The 18-IRMGs Signature Was Significantly Associated With Molecular Characteristics and Immune Features

We first analyzed the enriched pathways of the 18-IRMGs signature through biological function enrichment analysis. The results showed that genes were significantly enriched in immune-related pathways of GO categories (Figure 5A), including humoral immune response, immunoglobulin production, T cell receptor complex, and immunoglobulin complex. Furthermore, Gene Set Enrichment Analysis (GSEA) analysis revealed 12 important pathways related to the 18-IRMGs signature, including adaptive immune response, T cell receptor complex, immunoglobulin complex, antigen binding, B cell receptor signaling pathway, lymphocyte-mediated immunity, neutrophil-mediated immunity, and more (Figure 5B). To study the effect of the 18-IRMGs signature on the immune microenvironment of breast cancer, we evaluated the immune score and stromal score between the high- and low-risk groups. The results showed a significant difference in immune score and stromal score between the high-risk and low-risk groups (Figures 5C, D). The immune score and stromal score of the low-risk group were significantly higher than that of the high-risk group (P<0.05).

Figure 5
www.frontiersin.org

Figure 5 18-IRMGs signature related immune characteristics and immune cells. (A) GO analysis of the group based on18-IRMGs signature. (B) GSEA is related to immune-related signals based on the 18-IRMGs signature. (C, D) ESTIMATE immune score and stromal score between groups based on IMI (**: p<=0.01, ****: p<=0.0001). (E) Comparison of infiltrating immune cells (CIBERSORT) between the two risk groups. (F) Comparison of infiltrating immune cells (MCP counter) between the two risk groups. (G) Correlation between risk scores and immune-related genes in the TCGA cohort. IRMGs, immune-related methylation genes; GO, Geneontology; GSEA, Gene Set Enrichment Analysis; ESTIMATE, Estimation of Stromal and Immune cells in MAlignant Tumor tissues using Expression data; CIBERSORT, Cell-type Identification By Estimating Relative Subsets Of RNA Transcripts.

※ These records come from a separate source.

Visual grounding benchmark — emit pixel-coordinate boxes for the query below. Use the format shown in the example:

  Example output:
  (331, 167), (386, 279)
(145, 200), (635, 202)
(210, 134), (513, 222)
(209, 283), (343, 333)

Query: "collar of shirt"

Further, the ratio of 22 immune cell types between the two subgroups was analyzed. We first used the CIBERSORT algorithm to estimate the proportion of immune cells in the TCGA cohort (Figure 5E), and found that the low-risk group had a higher percentage of anti-tumor immune cells, including gamma delta (γδ) T cells (P<0.05), CD4+ memory T cells (P<0.01), mast cells (P<0.01), and resting dendritic cells (P<0.01). In addition, patients in the high-risk group showed a higher proportion of immunosuppressive cells, such as M0 macrophages. Although we observed that the level of activated dendritic cells in the high-risk group was higher than that in the low-risk group, the absolute level in both groups was very low, even far lower than other types of immune cells. The effect of such a low level of activated dendritic cells may be almost negligible. Then, the MCP-counter algorithm was used to estimate the proportion of immune cells in the TCGA cohort (Figure 5F). Consistent with the above results, patients in the low-risk group also demonstrated a higher percentage of anti-tumor immune cells, including T cells, CD8+ T cells, cytotoxic T cells, B lineage, myeloid dendritic cells, and neutrophils. In addition, the risk score was negatively correlated with the mRNA expression of immune checkpoints CD27, CD40, ENTPD1, PDCD1, CD274, HAVCR2, CD33, CD4, TBX21, CD8B, and PRF1, but positively correlated with the expression of NOS2 (Figure 5G). We also observed that the risk score was mainly negatively correlated with the expression of immune checkpoints related to T cells.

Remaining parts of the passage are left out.